Havada Uçuşan Kavramlar

Havada Uçuşan Kavramlar


Öncelikli sorunumuzun kavramlar üzerindeki kargaşadan kaynaklandığını düşünüyorum.

Aynı anlayış çerçevesinde buluşmaları çok doğal sayılabilecek dost tartışmalarına tanık oldukça farkettiğim bir durum bu. Aynı görüşü, tezi savunuyorlar, fakat kullandıkları kavramlar bir diğerinin beyninde değişik algılamalar yaratıyor. O nedenle tartışmalar bir türlü bitmiyor.

Büyük bir ihtimalle, ben de kendi dostlarımı, aynı kavramlar kargaşası nedeniyle anlayamıyorum ve böylesi kestirmeden bir yargıya varıveriyorum. Bilinemez...

Kitabıma ad olarak seçtiğim Türk Devlet İdeolojisi deyimini Devlet Anlayışımız, Devlet Geleneğimiz, Yönetim Anlayışımız, Hayat Görüşümüz gibi deyimlerle de karşılayabilirdim. Devlet sözcüğü yerine siyaset sözcüğünü kullanabilir, anlayışımız yerine kültürümüz diyebilirdim. Aynı olgunun değişik ifade biçimleri imiş gibi görünen bu farklı deyimler dahi konunun ne kadar karmaşık ve yeni sorulara/sorunlara gebe olduğunu gösteriyor.

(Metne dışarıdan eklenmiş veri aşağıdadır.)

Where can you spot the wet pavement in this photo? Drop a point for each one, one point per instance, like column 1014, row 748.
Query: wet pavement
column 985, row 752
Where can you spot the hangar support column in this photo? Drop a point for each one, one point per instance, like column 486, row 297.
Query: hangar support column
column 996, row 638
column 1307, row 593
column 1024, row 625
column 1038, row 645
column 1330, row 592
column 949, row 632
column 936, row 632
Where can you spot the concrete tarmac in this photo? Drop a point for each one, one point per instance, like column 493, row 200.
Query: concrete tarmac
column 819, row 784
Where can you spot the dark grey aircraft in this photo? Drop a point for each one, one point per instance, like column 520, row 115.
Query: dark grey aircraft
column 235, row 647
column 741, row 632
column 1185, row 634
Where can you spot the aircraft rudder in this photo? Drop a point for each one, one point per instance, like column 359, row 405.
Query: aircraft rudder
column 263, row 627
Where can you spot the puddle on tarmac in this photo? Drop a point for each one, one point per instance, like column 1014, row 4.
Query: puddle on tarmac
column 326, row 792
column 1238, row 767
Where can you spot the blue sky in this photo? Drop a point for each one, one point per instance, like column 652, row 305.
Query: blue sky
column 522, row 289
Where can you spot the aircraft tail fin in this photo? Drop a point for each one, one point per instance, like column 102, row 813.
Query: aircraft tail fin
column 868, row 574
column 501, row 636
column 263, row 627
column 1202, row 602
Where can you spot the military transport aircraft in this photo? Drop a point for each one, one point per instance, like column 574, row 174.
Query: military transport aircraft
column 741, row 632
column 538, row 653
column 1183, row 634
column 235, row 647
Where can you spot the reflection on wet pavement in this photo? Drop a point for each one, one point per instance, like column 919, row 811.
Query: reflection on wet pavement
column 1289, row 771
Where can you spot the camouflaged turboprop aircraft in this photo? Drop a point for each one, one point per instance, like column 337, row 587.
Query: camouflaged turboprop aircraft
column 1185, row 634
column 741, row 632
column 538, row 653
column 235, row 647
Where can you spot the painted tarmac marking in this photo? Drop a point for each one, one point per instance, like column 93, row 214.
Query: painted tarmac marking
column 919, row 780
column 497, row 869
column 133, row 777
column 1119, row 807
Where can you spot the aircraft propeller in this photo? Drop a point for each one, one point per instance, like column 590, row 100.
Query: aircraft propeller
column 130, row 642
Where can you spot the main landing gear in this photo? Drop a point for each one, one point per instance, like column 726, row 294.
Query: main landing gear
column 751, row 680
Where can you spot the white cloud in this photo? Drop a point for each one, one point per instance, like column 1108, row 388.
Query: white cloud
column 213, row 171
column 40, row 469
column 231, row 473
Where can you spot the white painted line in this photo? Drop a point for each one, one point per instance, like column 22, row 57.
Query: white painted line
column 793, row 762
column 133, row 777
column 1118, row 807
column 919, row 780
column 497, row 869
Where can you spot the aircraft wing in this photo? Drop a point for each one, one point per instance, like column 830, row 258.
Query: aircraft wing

Devlet nedir? Siyaset, yönetim nedir? Milli hakimiyet, ulusal egemenlik aynı içeriğe mi sahipler? Atatürkçülük ile kemalizm, milliyetçilik ile ulusalcılık özdeş kavramlar mıdır? Milli İrade meclis çoğunluğunun iradesi midir; öyle ise, azınlığın iradesi gayrımilli mi sayılmalıdır? Meşruiyet kavramı ile bu öncekiler ne zaman, nasıl, nerede buluşur? Bu kavramlar “Türk” parantezine alınabilir mi? Hükümet kuran bir siyasi grup hükmetme yetkisini gerçekten kazanmış olur mu? Siyaseten hükmeden kişi-grup iktidar da olmuş, yani artık muktedir sayılabilir mi? Muktedir ise neye, kime/kimlere yöneliktir o kişi ya da grubun bu niteliği?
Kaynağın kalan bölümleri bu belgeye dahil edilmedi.